但是為什麼後來太后又准許自己做的妾?她和晉王如此篤定自己不是大皇子的女兒呢?除非——他們是知情人!
大皇子、太后、阮蘭、沈贇、晉王、官家、皇位、陰謀、姦情……這些雜亂無章的東西忽然在腦海裡串了起來,阮碧嘴角掠過一絲冷笑,果然世事是一局棋。正出神,忽聽一聲:“五妹妹。”抬頭一眼,二姑娘從大夫人的院子裡出來,一身銀紅襖裙。病了這麼多天,她略顯清減,臉色泛黃,姿色也減了幾分。
走到近處,她笑盈盈地說:“恭喜五妹妹有情人終成眷屬。”
“多謝姐姐。”阮碧嘴角勾起一個不以為然的笑容,反唇相諷,“也祝姐姐早日覓得有情人,別等到黃花凋謝,豆蔻結成豆。”
二姑娘表情一滯,還沒有來得及反駁。
只聽阮碧輕笑一聲,腳步不停地走了。這一路上,遇到的僕婦再沒有前些日子的殷勤,看到她遠遠躲開了,實在躲不開的也只是曲膝一禮,再不會上前套近乎。回到蓼園東廂,一進裡屋,秀芝也急急忙忙地跟了進來,低聲說:“姑娘,可不得了。方才我大哥到後門,託人帶口信給我,說是劉嬤嬤和冬哥兒出城時,被人扣下了。”
“被誰扣下了?”
“我哥說,領頭那人自稱羅有德……”
阮碧緩緩坐到榻上,無語地笑了起來。忘記了,他是沙場百戰歷練出來的將軍,熟讀兵法,自己這點計謀在他面前根本不算什麼。他可以輕而易舉地毀掉自己的退路,要求自己永往直前,即使懸崖,也要跳下去。因為那不是他的懸崖,是她一個人的懸崖。閉了閉眼睛,說:“秀芝,等我離開,你就贖身回家吧。”

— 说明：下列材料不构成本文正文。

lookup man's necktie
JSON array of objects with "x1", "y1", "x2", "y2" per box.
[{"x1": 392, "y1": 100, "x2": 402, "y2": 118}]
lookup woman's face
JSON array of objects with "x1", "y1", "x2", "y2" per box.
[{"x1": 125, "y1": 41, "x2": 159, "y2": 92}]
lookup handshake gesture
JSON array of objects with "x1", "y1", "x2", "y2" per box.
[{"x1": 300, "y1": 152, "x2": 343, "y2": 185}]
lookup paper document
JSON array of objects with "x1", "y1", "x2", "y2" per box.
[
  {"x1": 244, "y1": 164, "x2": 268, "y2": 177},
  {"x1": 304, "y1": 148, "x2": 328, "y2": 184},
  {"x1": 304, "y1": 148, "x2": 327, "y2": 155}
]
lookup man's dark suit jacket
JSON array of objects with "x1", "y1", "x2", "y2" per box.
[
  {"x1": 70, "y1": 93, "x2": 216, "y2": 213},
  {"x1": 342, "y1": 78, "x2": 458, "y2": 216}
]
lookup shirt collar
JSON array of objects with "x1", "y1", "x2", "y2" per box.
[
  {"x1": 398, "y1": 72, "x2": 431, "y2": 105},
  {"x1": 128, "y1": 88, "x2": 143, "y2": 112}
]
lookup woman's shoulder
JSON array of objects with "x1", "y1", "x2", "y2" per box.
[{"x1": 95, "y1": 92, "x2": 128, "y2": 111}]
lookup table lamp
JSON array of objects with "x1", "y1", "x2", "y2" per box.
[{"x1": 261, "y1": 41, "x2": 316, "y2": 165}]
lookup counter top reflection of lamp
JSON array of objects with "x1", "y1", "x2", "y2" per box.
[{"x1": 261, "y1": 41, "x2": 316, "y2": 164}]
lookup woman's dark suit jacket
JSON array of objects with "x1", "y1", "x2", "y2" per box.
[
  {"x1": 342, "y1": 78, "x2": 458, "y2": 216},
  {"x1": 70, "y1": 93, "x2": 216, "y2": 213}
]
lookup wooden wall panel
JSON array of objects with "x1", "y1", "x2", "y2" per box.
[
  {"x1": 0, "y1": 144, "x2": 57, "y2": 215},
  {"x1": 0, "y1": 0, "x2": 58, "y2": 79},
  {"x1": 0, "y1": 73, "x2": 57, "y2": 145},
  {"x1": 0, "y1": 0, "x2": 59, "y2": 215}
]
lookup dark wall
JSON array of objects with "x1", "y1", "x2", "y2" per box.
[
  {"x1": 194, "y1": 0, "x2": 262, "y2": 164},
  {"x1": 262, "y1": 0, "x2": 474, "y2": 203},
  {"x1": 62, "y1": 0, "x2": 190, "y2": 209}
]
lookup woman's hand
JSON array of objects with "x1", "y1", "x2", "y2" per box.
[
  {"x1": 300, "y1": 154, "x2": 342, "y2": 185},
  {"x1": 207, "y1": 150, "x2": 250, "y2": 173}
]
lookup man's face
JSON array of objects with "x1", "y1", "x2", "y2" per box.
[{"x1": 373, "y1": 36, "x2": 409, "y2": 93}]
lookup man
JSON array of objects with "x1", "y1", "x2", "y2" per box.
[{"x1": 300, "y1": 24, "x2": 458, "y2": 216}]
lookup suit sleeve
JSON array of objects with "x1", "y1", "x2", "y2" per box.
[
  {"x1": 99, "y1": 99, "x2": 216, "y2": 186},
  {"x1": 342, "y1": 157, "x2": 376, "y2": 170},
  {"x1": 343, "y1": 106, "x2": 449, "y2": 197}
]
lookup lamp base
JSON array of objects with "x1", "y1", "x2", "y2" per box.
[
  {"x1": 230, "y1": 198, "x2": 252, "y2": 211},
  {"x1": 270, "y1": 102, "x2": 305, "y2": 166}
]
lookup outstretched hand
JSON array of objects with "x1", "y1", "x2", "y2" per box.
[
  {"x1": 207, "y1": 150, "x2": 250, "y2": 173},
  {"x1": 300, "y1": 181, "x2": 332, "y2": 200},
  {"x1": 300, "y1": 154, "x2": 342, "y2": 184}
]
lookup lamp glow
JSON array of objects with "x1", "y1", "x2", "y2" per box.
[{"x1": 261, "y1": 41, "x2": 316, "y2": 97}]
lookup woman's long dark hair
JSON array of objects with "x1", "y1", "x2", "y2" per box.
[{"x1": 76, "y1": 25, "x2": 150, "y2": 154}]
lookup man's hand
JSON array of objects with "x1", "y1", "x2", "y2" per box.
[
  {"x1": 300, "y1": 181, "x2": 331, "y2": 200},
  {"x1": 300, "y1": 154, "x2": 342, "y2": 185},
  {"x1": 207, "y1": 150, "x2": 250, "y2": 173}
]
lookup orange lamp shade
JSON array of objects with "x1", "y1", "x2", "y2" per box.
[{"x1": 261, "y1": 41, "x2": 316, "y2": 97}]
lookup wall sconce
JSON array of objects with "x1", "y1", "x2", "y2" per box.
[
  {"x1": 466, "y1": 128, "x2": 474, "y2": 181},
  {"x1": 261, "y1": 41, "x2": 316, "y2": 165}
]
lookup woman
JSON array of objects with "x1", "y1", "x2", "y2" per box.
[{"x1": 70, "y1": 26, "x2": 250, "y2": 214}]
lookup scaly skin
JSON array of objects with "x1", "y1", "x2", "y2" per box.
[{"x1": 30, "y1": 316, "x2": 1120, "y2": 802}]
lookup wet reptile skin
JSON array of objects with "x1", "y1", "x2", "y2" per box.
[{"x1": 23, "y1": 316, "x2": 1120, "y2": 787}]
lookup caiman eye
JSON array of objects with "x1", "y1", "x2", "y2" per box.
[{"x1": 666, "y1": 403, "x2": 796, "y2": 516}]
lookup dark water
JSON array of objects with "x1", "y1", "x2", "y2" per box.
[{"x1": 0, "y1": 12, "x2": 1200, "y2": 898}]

秀芝的眼睛裡迅速地含了一眶熱淚。“姑娘,我捨不得你,讓我跟你一起走吧。”
“天下無不散的宴席,早晚也是各分東西的。拖得了一時拖不了一世,明年你十六了,都該嫁人了。”頓了頓,阮碧取笑地說,“總不能讓我跟著你一起嫁過去?”
秀芝頓時眼淚如注,拼命咬著嘴唇,不讓自己哭出聲來。
阮碧滿心不是滋味,想要安慰,又不知道怎麼說。
屋外一陣大風過,颳得窗子畢畢剝剝地響個不停。掛著窗子前的鸚鵡受了驚嚇,振動著翅膀,叫嚷著:“祝五姑娘,如月之恆,如日之升,如南山之壽,不騫不崩。”它自打到蓼園東廂,因為沒有人刻意調教,只會講些沒有難度的話。 陡然又來這麼一句,阮碧心絃微動,腦海裡思緒紛飛。想起定國公府菊會那日顧小白遞過釵子時眼睛裡閃閃發亮的秋陽,想起阮府後花園他怒不可遏地一腳踢倒假山,想起晉王府門口他勒轉馬頭時懵懂不解的眼神,想起上巳節他分開垂柳走了出來眼高過頂口氣囂張……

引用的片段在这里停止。